5. Overview of Information Encryption Products

1. PGP Encryption Software Overview

PGP (pretty good privacy) is software for encrypting emails and transmitted documents.

2. Encryption Standard Used by PGP

PGP utilizes a hybrid algorithm combining public key encryption and traditional encryption.
PGP randomly generates a key for each encryption using the IDEA algorithm to encrypt plaintext and then uses a public key encryption algorithm to secure the key transmission. Generally, the key is encrypted using the RSA or Diffie-Hellman algorithm, not suitable for encrypting large amounts of data, to ensure the transmission channel’s security (key distribution implementation). In this way, the recipient also uses RSA or Diffie-Hellman to decrypt this random key and then uses IDEA to decrypt the plaintext.

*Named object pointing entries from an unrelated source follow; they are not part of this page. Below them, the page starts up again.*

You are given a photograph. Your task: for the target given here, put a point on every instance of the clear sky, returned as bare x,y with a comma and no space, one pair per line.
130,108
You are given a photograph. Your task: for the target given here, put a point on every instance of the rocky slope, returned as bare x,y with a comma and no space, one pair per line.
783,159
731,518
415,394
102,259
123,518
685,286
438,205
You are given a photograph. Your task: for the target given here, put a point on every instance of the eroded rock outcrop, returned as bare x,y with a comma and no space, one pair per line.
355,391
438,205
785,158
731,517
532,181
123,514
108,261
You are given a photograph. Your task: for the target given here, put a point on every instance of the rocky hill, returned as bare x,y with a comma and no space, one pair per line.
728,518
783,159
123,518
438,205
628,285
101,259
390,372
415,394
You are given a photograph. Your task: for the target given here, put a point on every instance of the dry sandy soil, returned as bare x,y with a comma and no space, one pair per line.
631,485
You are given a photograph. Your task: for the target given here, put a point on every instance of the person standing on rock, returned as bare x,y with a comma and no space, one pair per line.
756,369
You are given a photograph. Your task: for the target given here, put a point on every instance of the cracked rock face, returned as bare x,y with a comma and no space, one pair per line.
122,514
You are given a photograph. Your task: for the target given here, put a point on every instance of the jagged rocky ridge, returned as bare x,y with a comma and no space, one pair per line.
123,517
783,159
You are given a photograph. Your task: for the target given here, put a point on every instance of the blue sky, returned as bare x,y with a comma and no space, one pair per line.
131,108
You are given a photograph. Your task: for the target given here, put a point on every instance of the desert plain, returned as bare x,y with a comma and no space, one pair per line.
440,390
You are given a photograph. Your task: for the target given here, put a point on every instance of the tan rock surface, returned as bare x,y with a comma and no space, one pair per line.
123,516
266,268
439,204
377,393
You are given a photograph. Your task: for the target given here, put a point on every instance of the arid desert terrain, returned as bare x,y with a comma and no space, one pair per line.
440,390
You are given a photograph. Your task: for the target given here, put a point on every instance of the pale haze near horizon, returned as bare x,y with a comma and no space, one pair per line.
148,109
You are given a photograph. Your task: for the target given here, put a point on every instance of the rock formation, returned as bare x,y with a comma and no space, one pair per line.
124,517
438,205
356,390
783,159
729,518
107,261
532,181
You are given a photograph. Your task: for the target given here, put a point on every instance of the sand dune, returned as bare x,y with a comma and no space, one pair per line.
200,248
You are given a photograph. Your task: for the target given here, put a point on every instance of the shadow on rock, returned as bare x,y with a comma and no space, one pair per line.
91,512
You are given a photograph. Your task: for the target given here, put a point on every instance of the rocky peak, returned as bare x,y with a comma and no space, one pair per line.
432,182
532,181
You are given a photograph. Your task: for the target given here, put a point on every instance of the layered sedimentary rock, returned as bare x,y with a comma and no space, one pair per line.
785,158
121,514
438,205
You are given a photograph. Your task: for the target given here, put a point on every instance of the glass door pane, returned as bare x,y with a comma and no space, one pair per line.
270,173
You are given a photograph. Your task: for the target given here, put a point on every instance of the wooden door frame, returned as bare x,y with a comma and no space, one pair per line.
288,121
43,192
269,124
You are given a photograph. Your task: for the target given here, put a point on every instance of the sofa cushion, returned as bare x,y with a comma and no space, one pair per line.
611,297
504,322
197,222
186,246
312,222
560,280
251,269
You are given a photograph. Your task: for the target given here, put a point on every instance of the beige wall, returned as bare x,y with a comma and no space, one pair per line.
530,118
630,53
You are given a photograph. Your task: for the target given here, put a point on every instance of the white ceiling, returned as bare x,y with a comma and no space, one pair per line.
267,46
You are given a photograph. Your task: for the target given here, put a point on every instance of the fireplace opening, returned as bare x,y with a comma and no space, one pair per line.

3. Security Management Features of PGP

4. Introduction to CryptoAPI Encryption Software

Microsoft CryptoAPI (Cryptography API) is a set of API standard encryption interface function functions developed by Microsoft, primarily providing security services such as encryption/decryption, digital signature verification, and other applications under the Win32 environment for use by applications. These API functions support generating and exchanging keys, encrypting and decrypting data, managing and authenticating keys, verifying digital signatures, and calculating hashes, enhancing the security and manageability of applications.

5. Structure of the CryptoAPI Encryption System

Microsoft provides the CryptoAPI interface and CSP (cryptographic service provider), which is an independent module implementing all encryption operations. It consists of two parts: a DLL (dynamic linkable library) file and a signature file. Once installed by Microsoft, the necessary files for this CSP are placed in their respective directories, and registered in the registry.

6. CryptoAPI Functions

Base cryptography functions: These basic encryption service functions are API functions directly programmed using CSP-provided functions, primarily conducting operations like encrypting/decrypting data, calculating hashes, and generating keys.
Certificate and certificate store functions: These functions allow users to store, retrieve, delete, list, and verify certificates in situations where signature certificates on a computer increase over time, necessitating certificate management. While these functions provide storage and information attachment features, they do not generate certificates (certificate generation is the task of a CA) nor certificate requests. Certificate Store Functions facilitate attaching certificates to information sent.